Cette dernière partie nous montre donc que l’Homme est condamné à ce mal-être que l’on nomme mélancolie, et qu’il ne peut que subir cette punition, sans jamais pouvoir accéder au bonheur qu’il estime mériter.

Le Spleen de Paris traite en effet de divers sujets, dont celui du Spleen et de l’Idéal, et du lien qui existe entre ces deux notions. Ce thème est présent dans presque la totalité du recueil, mais les poèmes choisis nous ont permis de cibler l’étude et de mettre en évidence le contraste frappant qui existe entre perfection, bonheur, douceur, et mélancolie, violence, mal-être. Ces deux notions qui s’opposent fortement sont présentes dans les mêmes poèmes, afin d’accentuer leurs différences.

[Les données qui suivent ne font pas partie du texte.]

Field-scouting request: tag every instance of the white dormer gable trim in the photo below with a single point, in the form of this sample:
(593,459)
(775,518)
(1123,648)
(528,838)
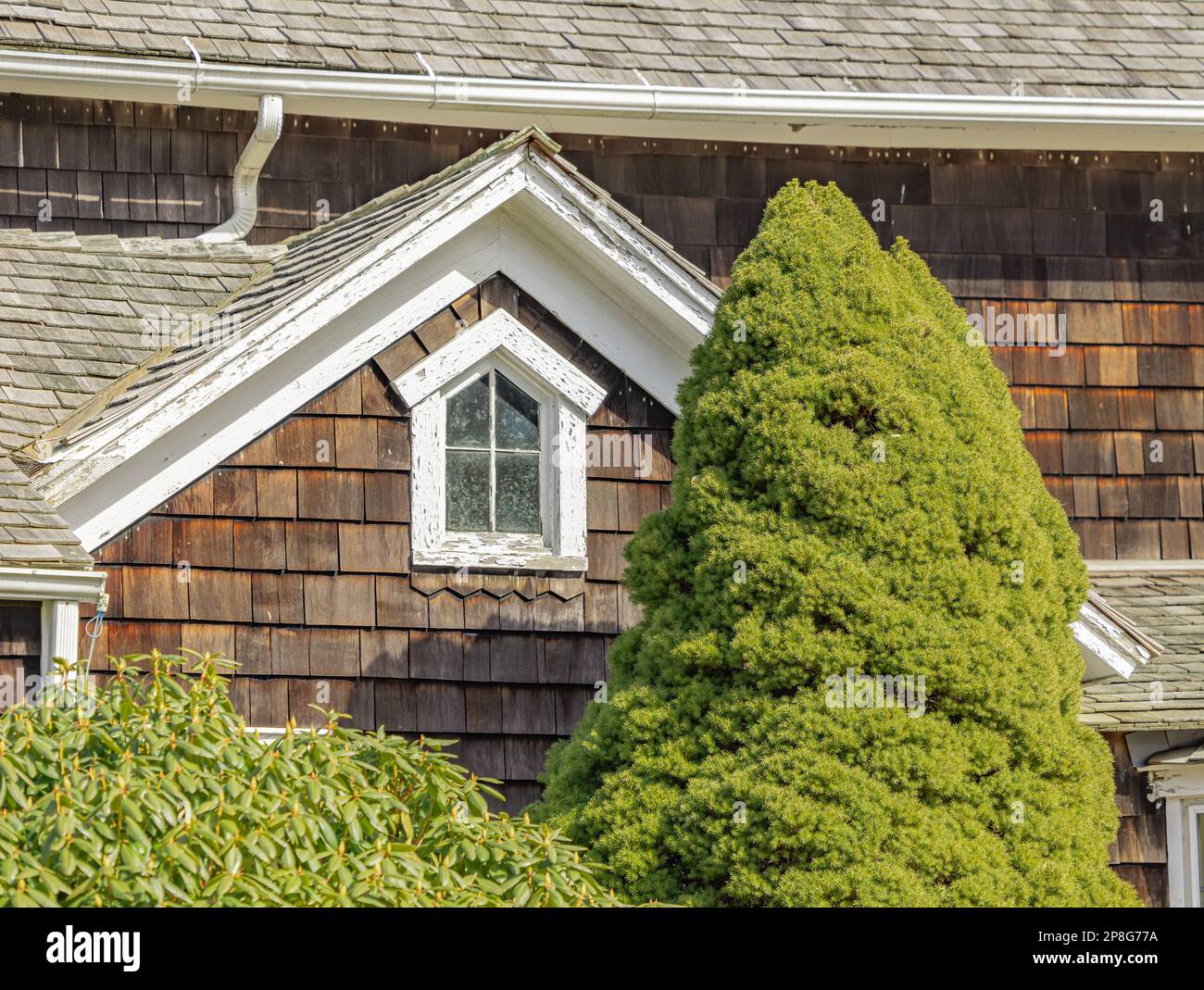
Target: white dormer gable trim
(567,399)
(521,212)
(498,332)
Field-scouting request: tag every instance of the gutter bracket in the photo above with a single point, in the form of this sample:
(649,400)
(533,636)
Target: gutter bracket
(245,175)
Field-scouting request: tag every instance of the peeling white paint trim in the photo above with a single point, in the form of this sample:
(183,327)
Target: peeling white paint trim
(496,332)
(567,397)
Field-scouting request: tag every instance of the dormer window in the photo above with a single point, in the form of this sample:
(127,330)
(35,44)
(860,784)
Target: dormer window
(498,452)
(493,457)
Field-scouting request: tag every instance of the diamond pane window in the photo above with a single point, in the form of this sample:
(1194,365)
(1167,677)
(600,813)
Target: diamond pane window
(493,457)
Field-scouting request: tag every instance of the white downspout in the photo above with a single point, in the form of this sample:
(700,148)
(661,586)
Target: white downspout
(245,173)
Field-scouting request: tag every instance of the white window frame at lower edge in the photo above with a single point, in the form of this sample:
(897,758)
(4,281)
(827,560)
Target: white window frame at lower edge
(567,397)
(59,593)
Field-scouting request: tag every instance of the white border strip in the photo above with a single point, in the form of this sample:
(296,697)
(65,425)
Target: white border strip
(783,116)
(41,583)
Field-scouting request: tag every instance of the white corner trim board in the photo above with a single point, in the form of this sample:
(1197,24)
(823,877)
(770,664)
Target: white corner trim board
(709,113)
(567,397)
(59,593)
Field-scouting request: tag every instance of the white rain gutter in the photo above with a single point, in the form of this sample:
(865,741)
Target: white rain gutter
(775,116)
(245,173)
(41,583)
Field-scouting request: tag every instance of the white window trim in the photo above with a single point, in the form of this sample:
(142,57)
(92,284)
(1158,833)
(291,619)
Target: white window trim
(1195,878)
(567,399)
(59,593)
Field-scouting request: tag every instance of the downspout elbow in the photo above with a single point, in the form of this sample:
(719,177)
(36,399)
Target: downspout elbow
(245,175)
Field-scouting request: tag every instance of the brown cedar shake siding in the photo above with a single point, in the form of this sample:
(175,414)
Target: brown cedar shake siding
(20,648)
(293,559)
(1019,232)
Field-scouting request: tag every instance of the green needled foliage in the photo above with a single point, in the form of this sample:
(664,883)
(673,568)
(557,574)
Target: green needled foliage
(851,495)
(155,793)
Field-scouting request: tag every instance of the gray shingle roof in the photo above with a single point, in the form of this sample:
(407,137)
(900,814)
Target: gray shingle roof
(1167,693)
(72,315)
(1148,49)
(31,533)
(71,325)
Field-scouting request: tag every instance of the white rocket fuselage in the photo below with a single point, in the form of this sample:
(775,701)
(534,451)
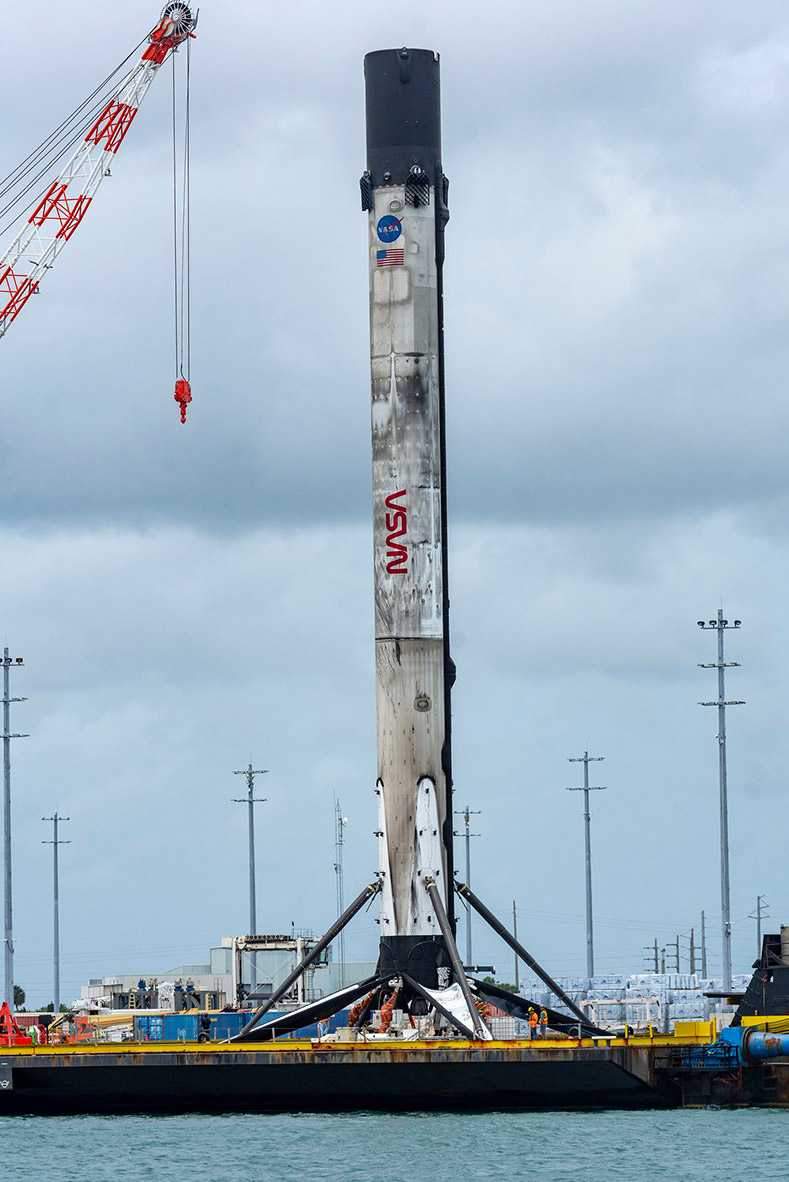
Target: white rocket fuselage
(408,547)
(409,578)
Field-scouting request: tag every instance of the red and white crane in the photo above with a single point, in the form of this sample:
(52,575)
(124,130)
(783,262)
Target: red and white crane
(99,130)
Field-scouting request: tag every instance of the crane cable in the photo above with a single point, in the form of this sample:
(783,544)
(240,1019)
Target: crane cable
(51,150)
(181,246)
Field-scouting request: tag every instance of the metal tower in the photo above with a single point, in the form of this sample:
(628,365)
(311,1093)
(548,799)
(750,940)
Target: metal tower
(467,813)
(249,799)
(586,759)
(54,843)
(719,625)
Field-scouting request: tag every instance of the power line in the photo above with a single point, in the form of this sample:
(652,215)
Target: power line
(249,799)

L’Idéal précède toujours le Spleen, et est assimilé à un rêve, à quelque chose de magique et d’inaccessible, que l’Homme ne peut qu’entrevoir. Le Spleen, qui suit, marque une rupture brutale avec ce qui a précédé et chamboule toute la situation, des paysages,
jusqu’aux sentiments du poète. Ces poèmes semblent donc montrer les efforts vains de Baudelaire à atteindre son Idéal, un endroit calme et magnifique, où le temps n’existe pas, et où l’inspiration règne.